Auto-populate

Tables in the initial portions of the pipeline are populated from outside the pipeline. In subsequent steps, computations are performed automatically by the DataJoint pipeline.

Computed tables belong to one of the two auto-populated Data Tiers: dj.Imported and dj.Computed. DataJoint does not enforce the distinction between imported and compputed tables: the difference is purely semantic, a convention for developers to follow. If populating a table requires access to external files such as raw storage that is not part of the database, the table is designated as imported. Otherwise, it is computed.

Make-tuples

Auto-populated tables are defined and queried exactly as other tables such as Manual Tables, for example. Their data definition follows the same Definition syntax.

For auto-populated tables, data should never be entered using Insert directly. Instead, these tables must define the callback method makeTuples(self, key) in MATLAB _make_tuples(self, key). The insert method then can only be called on self inside this callback method.

Consider the following example:

Imagine that there is a table test.Image that contains 2D grayscale images in its image attribute. Let us define the computed table, test.FilteredImage that filters the image in some way and saves the result in its filtered_image attribute.

The class will be defined as follows.

matlab MATLAB

%{
# Filtered image
-> test.Image
---
filtered_image : longblob
%}

classdef FilteredImage < dj.Computed
    methods(Access=protected)
        function makeTuples(self, key)
            img = fetch1(test.Image & key, 'image');
            key.filtered_image = myfilter(img);
            self.insert(key)
        end
    end
end

python Python

@schema
class FilteredImage(dj.Computed):
    definition = """
    # Filtered image
    -> Image
    ---
    filtered_image : longblob
    """

    def _make_tuples(self, key):
        img = (test.Image() & key).fetch1['image']
        key['filtered_image'] = myfilter(img)
        self.insert(key)

The make_tuples method received one argument: the key of type struct in MATLAB and dict in Python. The key represents the partially filled tuple, usually already containing Primary Key attributes.

Inside the callback, three things always happen:

  1. Fetch data from tables upstream in the pipeline using the key for Restriction.
  2. The missing attributes are computed and added to the fields allredy in key.
  3. The entire tuple is inserted into self.

make_tuples may populate multiple tuples in one call when key does not specify the entire primary key of the populated table.

Populate

The inherited populate method of dj.Imported and dj.Computed automatically calls make_tuples for every key for which the auto-populated table is missing data.

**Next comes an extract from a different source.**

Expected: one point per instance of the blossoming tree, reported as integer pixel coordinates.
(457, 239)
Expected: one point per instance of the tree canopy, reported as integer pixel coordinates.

The FilteredImage table can be populated as

python Python

FilteredImage().populate()

The progress of long-running calls to `populate()` in datajoint-python can be visualized by adding the `display_progress=True` argument to the populate call.

matlab MATLAB

populate(test.FilteredImage)

Note that it is not necessary which data needs to be computed. DataJoint will call make_tuples, one-by-one, for every key in Image for which FilteredImage has not yet been computed.

Chains of auto-populated tables form computational pipelines in DataJoint.